With effect from April 2016, UK companies (other than listed and quoted companies that are subject to Chapter 5 of the FCA’s Disclosure Rules and Transparency Rules sourcebook (‘DTR5’)), will need to identify their ultimate beneficial owners and maintain a register of people with significant control over them.
The new measures will require companies to:
- take reasonable steps to identify their beneficial owners and those people who exercise significant control over them (commonly referred to as ‘PSCs’), including by serving notice on anyone they believe is, or may be able to identify, a PSC;
- record the details of their PSCs (including the nature and extent of their control), in a new statutory register, commonly referred to as the ‘PSC register’, which must be available for inspection by members of the public;
- keep the PSC register up-to-date; and
with effect from 30 June 2016, file this information at Companies House.
Subject to very limited exceptions, (namely where there is a significant risk of a person being subjected to violence or intimidation and an application is made by or on that person’s behalf) and, with the redaction of some personal data, the information will be included on the public register at Companies House.
The requirements will also apply to UK LLPs, although the detail of how they will apply to LLPs has yet to be confirmed.
The introduction of the PSC register and the requirement for the information to be made public, will enable the chain of ownership of companies to be traced to the ultimate beneficial owners, even where those owners have deliberately chosen corporate structures to ensure their privacy.
The Government’s intention is that the PSC register, taken together with the company’s register of members, will give a complete picture of the ownership and control of UK companies, thereby increasing corporate transparency and deterring the use of UK companies as vehicles for illegal activity, assisting the investigations of law enforcement and tax authorities and encouraging trust, growth and investment in the UK.
The new requirements derive from the Act and the Register of People with Significant Control Regulations 2015, which have been published in draft and are expected to be laid before Parliament in the autumn.
What information must be recorded in the PSC register?
The PSC register will record details of:
all natural persons who meet one or more of the criteria to be PSCs - unless their only interests in the company are held through one or more ’relevant legal entities’ (referred to below) or they only meet the criteria by reason of being, or having an interest in, a limited partner in a limited partnership (this is likely to be an important exception for investment funds); and
any legal entities, referred to as ‘relevant legal entities’, that would meet one or more of the criteria if they were natural persons, for example, intermediate holding companies, provided that they are themselves required to keep a PSC register or are subject to disclosure obligations under (or deemed equivalent to), the requirements of DTR5.
The criteria for being a PSC are broadly that, whether directly or indirectly, a person:
owns or has the right to exercise more than 25 per cent of the shares or voting rights in the company;
has the right to appoint or remove a majority of the board of directors; or
has the right to exercise, or actually exercises, significant influence or control over the company (whether directly or by exercising significant influence or control over a trust or firm that is not a legal entity and which satisfies one or more of the other criteria).

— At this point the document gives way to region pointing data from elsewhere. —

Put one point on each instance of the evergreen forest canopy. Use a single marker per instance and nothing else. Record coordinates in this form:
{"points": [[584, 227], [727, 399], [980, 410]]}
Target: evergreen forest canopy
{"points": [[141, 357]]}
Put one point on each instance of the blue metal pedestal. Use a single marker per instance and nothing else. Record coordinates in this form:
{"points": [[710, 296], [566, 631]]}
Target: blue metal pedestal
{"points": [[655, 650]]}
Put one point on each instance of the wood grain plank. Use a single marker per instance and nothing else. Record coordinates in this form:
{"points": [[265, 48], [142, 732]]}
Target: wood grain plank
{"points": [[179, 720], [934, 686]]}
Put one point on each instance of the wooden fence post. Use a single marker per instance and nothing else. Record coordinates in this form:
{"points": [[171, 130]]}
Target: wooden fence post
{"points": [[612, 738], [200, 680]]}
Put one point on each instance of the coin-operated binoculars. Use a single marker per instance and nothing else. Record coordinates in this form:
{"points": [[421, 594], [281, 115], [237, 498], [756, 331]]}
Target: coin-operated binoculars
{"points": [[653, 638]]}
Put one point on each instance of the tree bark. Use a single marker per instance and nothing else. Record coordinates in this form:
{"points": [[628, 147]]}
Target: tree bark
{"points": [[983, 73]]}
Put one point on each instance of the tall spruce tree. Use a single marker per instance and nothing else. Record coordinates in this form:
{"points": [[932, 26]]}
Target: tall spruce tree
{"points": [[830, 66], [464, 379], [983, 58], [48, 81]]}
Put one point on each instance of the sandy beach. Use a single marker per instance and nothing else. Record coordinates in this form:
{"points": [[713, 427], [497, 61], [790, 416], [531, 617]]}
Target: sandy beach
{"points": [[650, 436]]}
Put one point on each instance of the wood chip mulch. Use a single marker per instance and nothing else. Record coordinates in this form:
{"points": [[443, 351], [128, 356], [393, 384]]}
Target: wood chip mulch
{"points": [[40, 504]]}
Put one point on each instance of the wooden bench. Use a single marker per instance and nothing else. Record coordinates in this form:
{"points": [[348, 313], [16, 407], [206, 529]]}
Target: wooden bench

While some of the tests are clear, it may be difficult to determine whether someone has significant influence or control. The Government has said that it will publish statutory guidance to be referred to in determining whether or not a person exercises, or has the right to exercise, ‘significant influence or control’ and what is meant by that expression, together with general guidance for companies and owners to explain the new duties. The guidance is expected in the autumn, which will not give affected companies and owners long to get to grips with the requirements before April.
Failures to comply with the new duty to investigate beneficial ownership and control or to maintain the PSC register are criminal offences by the company and its directors. From a PSC’s point of view, failing to provide the company with the required information to be included in its PSC register is a criminal offence and could also result in the PSC’s interest in the company being frozen (meaning that they will be unable to receive dividends or transfer their shares).
Given the relatively limited period of time between the expected publication of the regulations and guidance supporting the new legislation, companies should be taking steps now, in readiness for compliance in April.
What can companies do to prepare?
Review the register of members and try to identify if there is anyone other than a registered member who may be a PSC.
Take steps to investigate ultimate beneficial ownership of the company where it is not the same as the registered membership and is not already known to the company.
Contact shareholders and likely PSCs and make sure they are aware that their information may be publicly disclosed. This may be particularly significant in relation to foreign PSCs, to whom a requirement for public disclosure of financial and business interests may come as a surprise. If affected persons, who would otherwise be PSCs when the requirements come into force in April, act quickly, they may be able to reorganise their affairs so that they no longer meet the criteria for being PSCs or, in appropriate circumstances, make an application for their information to be withheld from the register at Companies House.